SANTA ANA, Calif. (AP) – California on Friday will start taking driver's license applications from the nation's largest population of immigrants in the country illegally.
The state Department of Motor Vehicles expects 1.4 million people will seek a license in the first three years of a program aimed at boosting road safety and making immigrants' lives easier.
For me, honestly, it is a blessing. The relief of knowing they won't take your car is a big advantage.
California officials say they can't predict how many people will line up immediately to apply, but the number of people making appointments for a license more than doubled when immigrants were allowed to sign up. Appointments are required to apply for a license except at four newly-created DMV offices.

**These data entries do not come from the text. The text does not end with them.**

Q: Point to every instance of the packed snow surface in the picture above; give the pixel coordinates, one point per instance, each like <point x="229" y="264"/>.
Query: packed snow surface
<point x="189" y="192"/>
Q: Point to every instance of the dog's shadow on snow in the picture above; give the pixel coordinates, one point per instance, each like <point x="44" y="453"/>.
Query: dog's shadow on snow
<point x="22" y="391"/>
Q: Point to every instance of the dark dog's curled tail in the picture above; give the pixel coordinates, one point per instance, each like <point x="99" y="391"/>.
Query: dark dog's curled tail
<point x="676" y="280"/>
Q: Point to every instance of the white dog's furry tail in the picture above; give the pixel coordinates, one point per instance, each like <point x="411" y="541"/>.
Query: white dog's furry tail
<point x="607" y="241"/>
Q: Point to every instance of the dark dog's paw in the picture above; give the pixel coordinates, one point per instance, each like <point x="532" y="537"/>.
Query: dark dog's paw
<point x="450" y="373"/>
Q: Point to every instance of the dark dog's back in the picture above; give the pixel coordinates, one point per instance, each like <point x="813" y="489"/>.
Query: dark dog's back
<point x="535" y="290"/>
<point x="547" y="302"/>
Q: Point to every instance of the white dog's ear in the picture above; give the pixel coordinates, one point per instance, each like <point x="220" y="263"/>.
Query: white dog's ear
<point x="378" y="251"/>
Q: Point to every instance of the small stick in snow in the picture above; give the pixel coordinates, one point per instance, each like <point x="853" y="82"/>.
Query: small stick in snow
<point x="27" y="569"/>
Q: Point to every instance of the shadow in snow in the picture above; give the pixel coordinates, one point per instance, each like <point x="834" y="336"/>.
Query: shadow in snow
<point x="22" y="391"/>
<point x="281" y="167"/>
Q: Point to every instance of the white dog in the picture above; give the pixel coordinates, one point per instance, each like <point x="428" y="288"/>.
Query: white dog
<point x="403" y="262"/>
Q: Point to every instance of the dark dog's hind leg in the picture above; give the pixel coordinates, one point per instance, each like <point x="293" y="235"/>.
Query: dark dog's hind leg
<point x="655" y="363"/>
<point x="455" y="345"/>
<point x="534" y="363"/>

California is one of 10 states that now provide licenses to immigrants in the country illegally. The licenses issued to immigrants without legal status will include a distinctive marking and are not considered a valid form of federal identification.
Immigrants in the country illegally have not been allowed to apply for a driver's license in California since the state began requiring proof of legal presence during the 1990s.
Immigrant advocates have cheered the licenses as a way to integrate immigrants who must drive to work and shuttle children to school. But critics have questioned state officials' ability to verify the identity of foreign applicants, citing security concerns.
Law enforcement officials say the program will improve road safety because licensed drivers must be tested and insured. A DMV study of 23 years of crash data found that unlicensed drivers were more likely to cause a fatal collision than licensed drivers.
State insurance officials hope the change will increase the number of drivers holding auto insurance, though some immigrants say they have always held insurance even though they could not get a license.
Maritza Aguirre, 30, is one of them. She used to take a two-hour bus trip to work cleaning houses in driving-dependent Southern California. Now, she drives but lacks a license and fears her car might be impounded if she is ever stopped by police.
"For me, honestly, it is a blessing," said Aguirre, who has an appointment this week to apply for a license. "The relief of knowing they won't take your car is a big advantage."
Advocates have encouraged immigrants to seek the license. But they are warning those with deportation orders or criminal records to first seek legal advice since law enforcement can access DMV data.
Applicants must submit proof of identity and state residency and pass written and road tests. Those who don't possess foreign government-issued identification on a list of approved documents can be interviewed by a DMV investigator to see if they qualify.
Starting on Friday, immigrants who pass the initial hurdles will get a driving permit. But they must return for a driving test before they can get the new licenses, which will be marked with the words "federal limits apply."